The
Auto Color, Auto Contrast, and Auto Levels effects make quick global
adjustments to a clip. Auto Color adjusts contrast and color by
neutralizing the midtones and clipping the white and black pixels.
Auto Contrast adjusts the overall contrast and mixture of colors,
without introducing or removing color casts. Auto Levels automatically
corrects the highlights and shadows. Because Auto Levels adjusts
each color channel individually, it may remove or introduce color
casts.
Each effect has one or more of the following settings:
- Temporal Smoothing
-
The range of adjacent frames, in seconds, analyzed to determine
the amount of correction needed for each frame, relative to its surrounding
frames. If Temporal Smoothing is 0, each frame is analyzed independently,
without regard for surrounding frames. Temporal Smoothing can result
in smoother looking corrections over time.
- Scene Detect
-
If this option is selected, frames beyond a scene change
are ignored when the effect analyzes surrounding frames for temporal
smoothing.
- Snap Neutral Midtones (Auto Color only)
-
Identifies an average nearly neutral color in the frame and
then adjusts the gamma values to make the color neutral.
- Black Clip, White Clip
-
How much of the shadows and highlights are clipped to the
new extreme shadow and highlight colors in the image. Be careful
of setting the clipping values too large, as doing so reduces detail
in the shadows or highlights. A value between 0.0% and 1% is recommended.

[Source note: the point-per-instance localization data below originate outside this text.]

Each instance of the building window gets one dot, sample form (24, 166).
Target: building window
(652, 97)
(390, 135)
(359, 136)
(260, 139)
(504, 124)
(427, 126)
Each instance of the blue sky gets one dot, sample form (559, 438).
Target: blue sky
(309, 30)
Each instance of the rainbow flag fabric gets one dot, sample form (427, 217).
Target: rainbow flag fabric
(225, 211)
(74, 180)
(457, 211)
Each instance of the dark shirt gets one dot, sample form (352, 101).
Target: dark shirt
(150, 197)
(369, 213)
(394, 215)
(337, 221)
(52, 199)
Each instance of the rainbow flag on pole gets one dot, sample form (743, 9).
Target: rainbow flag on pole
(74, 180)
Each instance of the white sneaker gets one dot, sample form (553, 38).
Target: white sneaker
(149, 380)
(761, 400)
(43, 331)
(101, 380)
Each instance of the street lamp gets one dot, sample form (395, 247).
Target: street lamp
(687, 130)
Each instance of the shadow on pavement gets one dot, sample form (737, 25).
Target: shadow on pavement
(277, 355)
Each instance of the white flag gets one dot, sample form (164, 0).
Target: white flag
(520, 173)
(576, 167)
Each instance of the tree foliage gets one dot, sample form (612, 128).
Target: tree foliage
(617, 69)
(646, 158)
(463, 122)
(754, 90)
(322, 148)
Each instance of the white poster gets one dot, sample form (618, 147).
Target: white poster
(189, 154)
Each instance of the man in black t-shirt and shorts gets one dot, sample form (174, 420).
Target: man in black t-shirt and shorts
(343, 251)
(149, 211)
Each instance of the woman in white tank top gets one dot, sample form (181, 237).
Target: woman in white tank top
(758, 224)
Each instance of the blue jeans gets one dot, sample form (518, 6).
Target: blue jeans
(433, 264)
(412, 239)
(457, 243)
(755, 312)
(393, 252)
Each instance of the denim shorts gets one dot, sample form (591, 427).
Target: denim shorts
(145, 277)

By default, shadow and highlight pixels are clipped by 0.1%—that
is, the first 0.1% of either extreme is ignored when the darkest
and lightest pixels in the image are identified; those pixels are
then mapped to output black and output white. This clipping ensures that
input black and input white values are based on representative rather
than extreme pixel values.
- Blend With Original
-
Determines the effect’s transparency. The result of the effect
is blended with the original image, with the effect result composited
on top. The higher you set this value, the less the effect affects
the clip. For example, if you set this value to 100%, the effect
has no visible result on the clip; if you set this value to 0%,
the original image doesn’t show through.